If there isn’t anything about the “RewriteEngine” in the .htaccess file, then add the following:

Options +FollowSymLinks
RewriteEngine on
RewriteRule (.*) http://www.newdomain.com/$1 [R=301,L]

Replace www.newdomain.com with whatever your new domain is. Use “www” or not as you see fit.

However it’s quite likely that in the section following:

# BEGIN WordPress

you’ll find the first two lines:

Options +FollowSymLinks
RewriteEngine on

Directly after those, before any other rewrite commands, place:

RewriteRule (.*) http://www.newdomain.com/$1 [R=301,L]

again replacing www.newdomain.com with the blog’s new domain.

This works on Linux servers which have Apache Mod-Rewrite enabled.
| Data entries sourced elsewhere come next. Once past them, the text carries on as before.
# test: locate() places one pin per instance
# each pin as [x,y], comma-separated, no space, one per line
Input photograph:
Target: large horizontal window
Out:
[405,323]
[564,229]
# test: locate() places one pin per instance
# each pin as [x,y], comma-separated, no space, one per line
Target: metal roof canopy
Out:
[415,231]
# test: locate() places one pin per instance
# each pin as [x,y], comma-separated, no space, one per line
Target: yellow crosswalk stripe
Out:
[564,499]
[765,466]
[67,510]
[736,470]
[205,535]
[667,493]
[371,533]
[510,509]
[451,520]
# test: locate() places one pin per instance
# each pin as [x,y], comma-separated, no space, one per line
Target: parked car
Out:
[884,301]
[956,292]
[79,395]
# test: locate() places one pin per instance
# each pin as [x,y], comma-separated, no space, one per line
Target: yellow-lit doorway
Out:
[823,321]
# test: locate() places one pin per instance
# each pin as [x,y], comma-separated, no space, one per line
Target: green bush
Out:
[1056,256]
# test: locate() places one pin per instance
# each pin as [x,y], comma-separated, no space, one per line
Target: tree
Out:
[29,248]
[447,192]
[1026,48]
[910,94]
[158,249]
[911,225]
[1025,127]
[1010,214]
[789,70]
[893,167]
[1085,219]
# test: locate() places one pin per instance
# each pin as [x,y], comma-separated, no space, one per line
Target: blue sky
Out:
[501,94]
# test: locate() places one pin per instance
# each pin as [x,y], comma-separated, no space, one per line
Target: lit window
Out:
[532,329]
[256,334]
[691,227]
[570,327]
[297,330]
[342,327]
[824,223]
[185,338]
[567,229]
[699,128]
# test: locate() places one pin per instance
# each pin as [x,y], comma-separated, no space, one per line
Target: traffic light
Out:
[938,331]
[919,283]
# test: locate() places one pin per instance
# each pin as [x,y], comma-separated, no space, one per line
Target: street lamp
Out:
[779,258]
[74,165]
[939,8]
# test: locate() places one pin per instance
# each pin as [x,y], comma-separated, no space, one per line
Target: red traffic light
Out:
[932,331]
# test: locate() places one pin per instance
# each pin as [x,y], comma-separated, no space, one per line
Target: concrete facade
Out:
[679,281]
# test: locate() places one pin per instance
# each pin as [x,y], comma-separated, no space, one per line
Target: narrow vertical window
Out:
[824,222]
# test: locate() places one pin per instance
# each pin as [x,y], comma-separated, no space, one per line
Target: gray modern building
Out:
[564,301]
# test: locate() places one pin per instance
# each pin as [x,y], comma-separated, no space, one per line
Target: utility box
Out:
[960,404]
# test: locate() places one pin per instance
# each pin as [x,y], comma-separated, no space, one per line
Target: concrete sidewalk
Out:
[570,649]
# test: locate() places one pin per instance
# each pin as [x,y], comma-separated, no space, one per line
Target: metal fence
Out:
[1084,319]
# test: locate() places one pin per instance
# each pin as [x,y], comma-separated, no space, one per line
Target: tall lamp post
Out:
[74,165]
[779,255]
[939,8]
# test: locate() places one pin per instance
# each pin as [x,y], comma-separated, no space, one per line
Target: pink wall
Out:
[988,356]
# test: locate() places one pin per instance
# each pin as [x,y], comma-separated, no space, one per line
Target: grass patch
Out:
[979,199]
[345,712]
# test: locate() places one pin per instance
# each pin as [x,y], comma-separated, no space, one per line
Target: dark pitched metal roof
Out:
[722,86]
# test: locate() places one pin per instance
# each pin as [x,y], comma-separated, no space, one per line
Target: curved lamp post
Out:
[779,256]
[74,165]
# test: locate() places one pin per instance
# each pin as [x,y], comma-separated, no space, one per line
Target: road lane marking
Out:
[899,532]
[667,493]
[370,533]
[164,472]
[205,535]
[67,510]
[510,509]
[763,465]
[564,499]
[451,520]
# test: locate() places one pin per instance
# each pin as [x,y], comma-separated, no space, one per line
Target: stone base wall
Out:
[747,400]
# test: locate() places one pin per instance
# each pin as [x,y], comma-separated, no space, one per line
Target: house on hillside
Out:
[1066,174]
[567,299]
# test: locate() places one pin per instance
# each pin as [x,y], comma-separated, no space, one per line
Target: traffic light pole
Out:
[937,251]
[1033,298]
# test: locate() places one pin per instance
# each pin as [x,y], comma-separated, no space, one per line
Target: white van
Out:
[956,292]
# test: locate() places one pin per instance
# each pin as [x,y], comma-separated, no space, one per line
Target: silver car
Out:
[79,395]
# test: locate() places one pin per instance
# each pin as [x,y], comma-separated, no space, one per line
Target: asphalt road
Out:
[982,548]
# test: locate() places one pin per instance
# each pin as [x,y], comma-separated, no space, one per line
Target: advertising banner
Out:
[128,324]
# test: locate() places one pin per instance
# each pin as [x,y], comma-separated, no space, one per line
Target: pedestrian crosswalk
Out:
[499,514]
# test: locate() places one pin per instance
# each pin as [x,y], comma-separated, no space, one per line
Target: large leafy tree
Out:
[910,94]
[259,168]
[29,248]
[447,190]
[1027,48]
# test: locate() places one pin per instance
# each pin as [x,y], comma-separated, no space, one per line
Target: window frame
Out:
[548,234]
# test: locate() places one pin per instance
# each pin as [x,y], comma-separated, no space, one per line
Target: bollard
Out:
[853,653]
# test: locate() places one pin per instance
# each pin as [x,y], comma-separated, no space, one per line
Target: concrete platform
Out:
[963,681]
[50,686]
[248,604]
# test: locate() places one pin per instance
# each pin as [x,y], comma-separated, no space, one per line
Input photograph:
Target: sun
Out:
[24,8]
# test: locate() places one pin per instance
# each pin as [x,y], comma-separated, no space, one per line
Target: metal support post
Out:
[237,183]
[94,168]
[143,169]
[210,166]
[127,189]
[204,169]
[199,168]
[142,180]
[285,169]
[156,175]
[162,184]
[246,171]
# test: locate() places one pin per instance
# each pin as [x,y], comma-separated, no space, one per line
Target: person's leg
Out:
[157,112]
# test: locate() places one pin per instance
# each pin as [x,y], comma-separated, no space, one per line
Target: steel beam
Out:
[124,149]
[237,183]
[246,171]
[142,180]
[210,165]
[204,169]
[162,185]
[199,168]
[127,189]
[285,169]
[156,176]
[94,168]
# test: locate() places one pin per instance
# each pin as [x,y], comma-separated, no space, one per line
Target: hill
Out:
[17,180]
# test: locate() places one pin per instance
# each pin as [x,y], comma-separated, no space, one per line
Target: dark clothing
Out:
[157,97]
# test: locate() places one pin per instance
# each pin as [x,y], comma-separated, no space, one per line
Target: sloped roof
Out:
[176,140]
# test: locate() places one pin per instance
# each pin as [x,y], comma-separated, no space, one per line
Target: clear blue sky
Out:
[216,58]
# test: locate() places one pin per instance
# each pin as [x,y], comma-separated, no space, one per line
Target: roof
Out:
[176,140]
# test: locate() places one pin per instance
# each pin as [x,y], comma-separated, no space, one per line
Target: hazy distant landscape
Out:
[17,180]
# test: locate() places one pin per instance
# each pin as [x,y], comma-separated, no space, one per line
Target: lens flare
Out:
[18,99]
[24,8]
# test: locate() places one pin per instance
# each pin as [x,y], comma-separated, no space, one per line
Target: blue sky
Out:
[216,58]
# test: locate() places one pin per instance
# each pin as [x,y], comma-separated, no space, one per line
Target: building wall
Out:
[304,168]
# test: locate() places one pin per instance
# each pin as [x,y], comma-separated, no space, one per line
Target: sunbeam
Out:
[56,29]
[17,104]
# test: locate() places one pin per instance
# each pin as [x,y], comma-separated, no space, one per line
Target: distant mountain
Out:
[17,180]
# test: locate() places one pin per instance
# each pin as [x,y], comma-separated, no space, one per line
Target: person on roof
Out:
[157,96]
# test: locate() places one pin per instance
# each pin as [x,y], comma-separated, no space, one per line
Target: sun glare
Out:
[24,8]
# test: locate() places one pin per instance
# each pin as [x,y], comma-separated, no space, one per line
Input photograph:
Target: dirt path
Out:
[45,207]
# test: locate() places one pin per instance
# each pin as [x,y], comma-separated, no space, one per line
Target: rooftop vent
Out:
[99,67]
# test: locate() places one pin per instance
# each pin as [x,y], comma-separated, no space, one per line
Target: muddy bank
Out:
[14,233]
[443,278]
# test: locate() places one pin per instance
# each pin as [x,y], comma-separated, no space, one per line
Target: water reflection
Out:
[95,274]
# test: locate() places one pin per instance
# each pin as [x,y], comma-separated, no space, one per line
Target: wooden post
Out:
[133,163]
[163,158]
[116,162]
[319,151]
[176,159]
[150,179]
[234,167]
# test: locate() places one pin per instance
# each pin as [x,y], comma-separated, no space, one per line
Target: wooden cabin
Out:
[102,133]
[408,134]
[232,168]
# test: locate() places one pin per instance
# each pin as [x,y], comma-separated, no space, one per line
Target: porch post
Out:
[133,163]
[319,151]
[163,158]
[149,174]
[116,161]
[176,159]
That sounds very technical, but it’s also what’s offered by a large number of hosting companies. If you don’t know whether or not you have that, give the redirect a shot. You can always contact your hosting company if it doesn’t work and ask for their suggestions.

It takes about 20 seconds to do. And this works whether or not you still have Wordpress installed on the old domain. I deleted the entire Wordpress installation and just left the redirect up. Every link goes through to the new site.

A 301 redirect isn’t as good as a direct link, but in terms of traffic and even SEO it’s a best choice. Gives you time to find out who’s linking to your old site and ask them to change while making people follow those old links to the right place anyway.